Wie Herrmann erläuterte, stellt das bayerische Innen- und Verkehrsministerium über die Auskunftsportale 'BayernInfo', Bayern-Fahrplan' und Bayernnetz für Radler' bereits ein hochwertiges Informationsangebot bereit. Seit 2011 arbeiten Experten aus der Bayerischen Straßenbauverwaltung, der Bayerischen Polizei, des Bayerischen Rundfunks und des ADAC an der Verbesserung der Verkehrsinformationsdienste. "Durch gegenseitigen Informations- und Datenaustausch sowie die Zusammenarbeit der Verkehrsredaktionen können die Bürger besser und schneller informiert werden", ist sich der Verkehrsminister sicher. So kann beispielsweise schon heute jeder wichtige Verkehrsinformationen über den TMC-Dienst der Rundfunkanstalten auf seinem Navigationsgerät oder Radio und Digitalradio empfangen.
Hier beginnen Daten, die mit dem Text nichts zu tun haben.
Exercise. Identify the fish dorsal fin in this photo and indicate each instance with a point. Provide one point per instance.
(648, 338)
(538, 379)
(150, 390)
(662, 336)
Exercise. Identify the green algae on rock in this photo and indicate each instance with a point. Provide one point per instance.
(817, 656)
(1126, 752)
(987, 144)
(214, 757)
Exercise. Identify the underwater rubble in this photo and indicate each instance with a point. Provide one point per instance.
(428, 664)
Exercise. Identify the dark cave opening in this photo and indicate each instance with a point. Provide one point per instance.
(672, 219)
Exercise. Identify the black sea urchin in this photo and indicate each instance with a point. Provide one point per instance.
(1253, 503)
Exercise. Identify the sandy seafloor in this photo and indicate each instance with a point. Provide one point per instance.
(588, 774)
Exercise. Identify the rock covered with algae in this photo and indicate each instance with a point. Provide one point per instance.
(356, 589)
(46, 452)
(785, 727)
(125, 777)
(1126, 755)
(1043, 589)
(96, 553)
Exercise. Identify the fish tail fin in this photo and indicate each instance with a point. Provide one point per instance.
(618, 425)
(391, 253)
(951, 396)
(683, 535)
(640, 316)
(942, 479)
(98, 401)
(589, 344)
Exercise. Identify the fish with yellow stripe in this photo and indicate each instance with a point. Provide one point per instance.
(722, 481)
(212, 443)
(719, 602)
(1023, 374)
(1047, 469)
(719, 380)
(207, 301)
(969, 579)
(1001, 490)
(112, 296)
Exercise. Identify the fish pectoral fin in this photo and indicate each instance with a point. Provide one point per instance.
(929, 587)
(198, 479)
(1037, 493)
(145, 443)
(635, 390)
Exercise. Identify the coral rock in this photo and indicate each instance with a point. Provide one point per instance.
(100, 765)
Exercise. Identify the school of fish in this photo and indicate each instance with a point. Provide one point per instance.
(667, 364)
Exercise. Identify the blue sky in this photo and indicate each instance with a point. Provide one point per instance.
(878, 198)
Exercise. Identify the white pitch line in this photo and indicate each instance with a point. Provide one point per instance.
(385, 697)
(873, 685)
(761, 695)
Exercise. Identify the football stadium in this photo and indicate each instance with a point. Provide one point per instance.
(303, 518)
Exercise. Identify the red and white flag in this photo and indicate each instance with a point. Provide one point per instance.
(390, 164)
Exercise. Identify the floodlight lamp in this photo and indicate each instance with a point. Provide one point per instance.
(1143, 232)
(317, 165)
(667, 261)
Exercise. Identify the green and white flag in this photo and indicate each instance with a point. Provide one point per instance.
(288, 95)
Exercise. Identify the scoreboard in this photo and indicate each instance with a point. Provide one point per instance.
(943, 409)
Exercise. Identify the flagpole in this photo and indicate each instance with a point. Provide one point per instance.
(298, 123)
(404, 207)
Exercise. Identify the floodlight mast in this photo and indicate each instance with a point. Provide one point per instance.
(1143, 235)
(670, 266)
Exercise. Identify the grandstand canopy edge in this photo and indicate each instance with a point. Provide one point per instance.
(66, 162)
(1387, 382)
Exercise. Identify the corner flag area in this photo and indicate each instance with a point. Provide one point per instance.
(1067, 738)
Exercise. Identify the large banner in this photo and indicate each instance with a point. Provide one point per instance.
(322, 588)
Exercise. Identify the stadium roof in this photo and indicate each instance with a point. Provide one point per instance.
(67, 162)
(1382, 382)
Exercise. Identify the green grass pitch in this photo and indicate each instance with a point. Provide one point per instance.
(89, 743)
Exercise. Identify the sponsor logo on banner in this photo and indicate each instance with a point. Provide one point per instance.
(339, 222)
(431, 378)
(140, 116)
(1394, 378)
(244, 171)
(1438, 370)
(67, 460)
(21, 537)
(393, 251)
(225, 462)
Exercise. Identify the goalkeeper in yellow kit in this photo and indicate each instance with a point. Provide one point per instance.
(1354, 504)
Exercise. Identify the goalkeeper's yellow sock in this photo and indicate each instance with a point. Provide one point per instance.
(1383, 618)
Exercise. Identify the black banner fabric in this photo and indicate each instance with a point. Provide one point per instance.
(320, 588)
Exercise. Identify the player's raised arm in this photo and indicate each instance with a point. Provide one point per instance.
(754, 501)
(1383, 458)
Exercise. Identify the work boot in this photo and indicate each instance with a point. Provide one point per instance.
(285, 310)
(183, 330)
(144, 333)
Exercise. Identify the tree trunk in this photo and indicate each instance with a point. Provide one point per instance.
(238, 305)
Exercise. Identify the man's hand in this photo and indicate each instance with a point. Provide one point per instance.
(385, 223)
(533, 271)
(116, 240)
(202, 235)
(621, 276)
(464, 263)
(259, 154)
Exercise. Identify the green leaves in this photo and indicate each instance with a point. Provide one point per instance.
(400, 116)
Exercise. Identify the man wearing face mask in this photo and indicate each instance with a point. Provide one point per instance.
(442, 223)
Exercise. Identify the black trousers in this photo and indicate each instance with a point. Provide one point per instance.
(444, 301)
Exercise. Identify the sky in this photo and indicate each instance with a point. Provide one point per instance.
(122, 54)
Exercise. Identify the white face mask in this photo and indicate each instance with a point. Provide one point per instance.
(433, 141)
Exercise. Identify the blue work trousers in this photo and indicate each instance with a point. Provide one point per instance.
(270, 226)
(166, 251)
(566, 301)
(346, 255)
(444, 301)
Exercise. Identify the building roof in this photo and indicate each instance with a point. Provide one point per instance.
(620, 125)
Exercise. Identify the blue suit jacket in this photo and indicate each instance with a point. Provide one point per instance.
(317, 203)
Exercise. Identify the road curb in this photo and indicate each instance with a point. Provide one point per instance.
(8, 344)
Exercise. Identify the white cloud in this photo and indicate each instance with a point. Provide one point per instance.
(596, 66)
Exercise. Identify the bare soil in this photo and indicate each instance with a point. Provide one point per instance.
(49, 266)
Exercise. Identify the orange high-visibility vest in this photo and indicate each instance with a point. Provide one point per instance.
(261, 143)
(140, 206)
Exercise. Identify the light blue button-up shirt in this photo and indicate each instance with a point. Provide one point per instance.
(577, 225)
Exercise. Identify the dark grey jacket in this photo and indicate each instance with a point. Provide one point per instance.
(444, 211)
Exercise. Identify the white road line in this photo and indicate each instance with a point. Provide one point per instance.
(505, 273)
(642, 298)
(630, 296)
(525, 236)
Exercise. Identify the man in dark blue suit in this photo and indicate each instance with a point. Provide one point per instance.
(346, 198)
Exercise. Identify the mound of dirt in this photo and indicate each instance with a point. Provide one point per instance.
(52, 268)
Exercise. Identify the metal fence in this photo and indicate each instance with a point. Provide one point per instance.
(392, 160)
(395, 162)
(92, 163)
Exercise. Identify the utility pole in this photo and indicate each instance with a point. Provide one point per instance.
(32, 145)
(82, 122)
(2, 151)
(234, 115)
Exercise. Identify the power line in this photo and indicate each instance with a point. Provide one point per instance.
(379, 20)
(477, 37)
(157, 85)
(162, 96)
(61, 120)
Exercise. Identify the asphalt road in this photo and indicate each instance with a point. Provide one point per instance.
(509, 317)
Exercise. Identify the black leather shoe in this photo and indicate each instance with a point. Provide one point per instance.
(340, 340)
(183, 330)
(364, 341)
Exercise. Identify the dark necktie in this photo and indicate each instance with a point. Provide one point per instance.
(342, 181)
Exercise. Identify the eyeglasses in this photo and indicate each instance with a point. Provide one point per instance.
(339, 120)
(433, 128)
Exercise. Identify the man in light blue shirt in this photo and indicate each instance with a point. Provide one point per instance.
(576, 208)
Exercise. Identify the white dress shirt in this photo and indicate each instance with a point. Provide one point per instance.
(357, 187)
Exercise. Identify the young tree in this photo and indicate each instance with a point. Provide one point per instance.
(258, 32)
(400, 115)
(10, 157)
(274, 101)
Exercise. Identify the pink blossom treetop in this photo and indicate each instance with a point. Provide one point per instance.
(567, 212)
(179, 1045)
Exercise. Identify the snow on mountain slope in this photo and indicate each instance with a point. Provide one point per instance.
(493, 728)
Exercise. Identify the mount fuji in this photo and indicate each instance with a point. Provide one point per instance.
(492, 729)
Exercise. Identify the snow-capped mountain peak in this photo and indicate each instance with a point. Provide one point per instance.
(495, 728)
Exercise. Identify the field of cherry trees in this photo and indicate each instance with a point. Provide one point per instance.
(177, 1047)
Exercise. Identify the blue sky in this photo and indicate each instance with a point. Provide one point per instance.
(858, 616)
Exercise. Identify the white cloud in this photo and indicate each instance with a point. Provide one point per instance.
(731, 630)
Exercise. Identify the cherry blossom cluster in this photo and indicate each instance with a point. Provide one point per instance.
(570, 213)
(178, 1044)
Künftig können mit TPEG-Diensten über Digitalradio DAB+, Mobilfunk oder WLAN noch wesentlich mehr und präzisere Verkehrsinformationen bereit gestellt werden. Das verbessert die Verkehrssicherheit. Herrmann: „Wenn wir in unserem Auto auf der Fahrt gewarnt werden, wo sich Falschfahrer befinden oder Unfallstellen noch nicht gesichert sind, kann das lebensrettend sein!“

Das Thema Digitalradio beschäftigt aber sein Haus nicht nur bei der Verkehrsinformation. „Wir wollen die zusätzlichen Möglichkeiten des Digitalradios in Zukunft auch für den Katastrophenschutz nutzen. Damit ergänzen wir die etablierte und bewährte Warnung über das herkömmliche Radio.“

Einen besonderen Service bietet der Freistaat für seine Bürgerinnen und Bürger im Internet an. Die Auskunftportale „BayernInfo“, „Bayern-Fahrplan“ und „Bayernnetz für Radler“ gibt es kostenfrei zum download für alle. Die zugehörigen Apps können mobil auf der Reise genutzt werden. „Aber gleich, wie sie unterwegs sind: Kommen sie gut an!“, sagte Herrmann abschließend.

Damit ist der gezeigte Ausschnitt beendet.